Ultimately this is a dry area and the only reporting you will see of this part will attempt to sensationalise the distinctly unsensational. They make drama where there is none. I certainly did not get the impression that any of this was insurmountable.

What matters is securing a withdrawal agreement. If that happens then Efta EEA is still an option and one which, politically, will have more traction after Brexit day. My post last night was not at all buoyant, and this doesn't really change my view that things look grim, but it's very much like British weather. It may be raining now but tomorrow it could be clear skies and smooth sailing. Relatively speaking.

What concerns me, though, is that it is still very much the prevailing view that the EU, should it opt for the EEA, there will still need to be a customs union. There really isn't any thinking going on right now. It's just an article of faith. When you look at the direction of travel of the Union Customs Code, already mandating electronic declarations, combined with the obligations under EEA to simplify customs formalities, there would be very little left that necessitates any kind of border infrastructure that could not be addressed more effectively by other means. With the EEA in hand it is only a matter of political will.

This is where the EU is playing it quite poorly. If it is the case that they want us to stay in the single market, which in my view is a tolerable compromise, there is nothing more likely to scare off moderates than the threat of a customs union. The vote to leave the EU was to become an independent country and a distinct customs entity in charge of its external relations. Signing up to a customs union not only resolves little, it also stores up political problems for the near future.

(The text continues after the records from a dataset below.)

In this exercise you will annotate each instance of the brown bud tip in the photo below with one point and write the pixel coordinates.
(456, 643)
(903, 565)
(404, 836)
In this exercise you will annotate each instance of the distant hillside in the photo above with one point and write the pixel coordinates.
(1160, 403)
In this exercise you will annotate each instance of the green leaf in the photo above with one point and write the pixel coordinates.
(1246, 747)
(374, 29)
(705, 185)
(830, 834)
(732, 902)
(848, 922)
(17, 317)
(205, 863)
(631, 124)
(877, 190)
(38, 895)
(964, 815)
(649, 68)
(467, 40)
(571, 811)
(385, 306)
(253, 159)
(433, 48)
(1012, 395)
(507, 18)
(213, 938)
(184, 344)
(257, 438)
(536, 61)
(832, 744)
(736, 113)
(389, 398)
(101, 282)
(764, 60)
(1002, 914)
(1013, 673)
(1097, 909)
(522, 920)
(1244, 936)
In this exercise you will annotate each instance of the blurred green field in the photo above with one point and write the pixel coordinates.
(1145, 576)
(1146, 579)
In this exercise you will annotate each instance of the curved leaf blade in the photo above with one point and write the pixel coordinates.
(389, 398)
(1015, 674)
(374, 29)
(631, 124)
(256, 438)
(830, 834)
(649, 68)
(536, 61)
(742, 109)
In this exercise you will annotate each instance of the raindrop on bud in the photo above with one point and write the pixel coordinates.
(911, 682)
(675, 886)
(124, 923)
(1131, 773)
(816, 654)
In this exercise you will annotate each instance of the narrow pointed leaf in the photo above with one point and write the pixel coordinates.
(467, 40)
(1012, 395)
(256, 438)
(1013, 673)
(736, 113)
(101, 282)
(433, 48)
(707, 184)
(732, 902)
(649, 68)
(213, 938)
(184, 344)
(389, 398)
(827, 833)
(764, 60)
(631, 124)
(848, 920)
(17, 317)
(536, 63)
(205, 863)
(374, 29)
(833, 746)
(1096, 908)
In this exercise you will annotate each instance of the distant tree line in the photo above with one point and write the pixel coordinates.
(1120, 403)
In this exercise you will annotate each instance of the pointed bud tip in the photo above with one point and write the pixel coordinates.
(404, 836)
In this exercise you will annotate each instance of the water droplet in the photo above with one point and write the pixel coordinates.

The core fault here is a failure on both sides to fully appreciate the nature of the EEA agreement. Just because Norway has not fully utilised the tools available to it does not mean there is not scope to eliminate the checks it currently operates - most of which are a result of the VAT border - and if they ever sign an VAT agreement then their own border posts could likewise be eliminated. The question nobody asks is why they haven't. Put simply, there isn't the political imperative, whereas there is with Northern Ireland.

What most fail to appreciate is that the EEA is an adaptive framework where no two EEA members have precisely the same relationship and the system is designed for country specific protocols. It is not beyond our abilities to come up with an alternative. This year humanity managed land a rocket vertically and send a sports car to Mars yet resolving what is essentially an admin issue is viewed as impossible - for which the technology apparently does not exist despite UNECE, IBM and the EU saying to the contrary (when not speaking in relation to Brexit of course).

Many ascribe political motivations for pushing for a customs union but this is as much to do with Barnier's advisers being only marginally better informed than UK policy wonks and once they grasp the wrong end of the stick there isn't much chance of dissuading them of it - especially when the opinion carries prestige.

To get past this roadblock would really require the UK to take the initiative and set out a vision of how it would make the EEA work - where I suspect, were we to see that kind of decisive action from the UK government the EU would then be open to facilitating a UK customs chapter without locking us in a union. We just have to get that far which at this point seems remote, not least because our own luminaries cannot get their heads around the basics.

It is, therefore, business as usual for this blog. If there is no deal then it's game over and we are left to pick up the pieces. If there is a deal then much of what is in it can be undone so long as we can come up with better, more workable proposals in which case there is still every point in pushing the EEA. It ain't over til it's over and the Efta threads we can pick up and run with at any time. The game is very much still in play.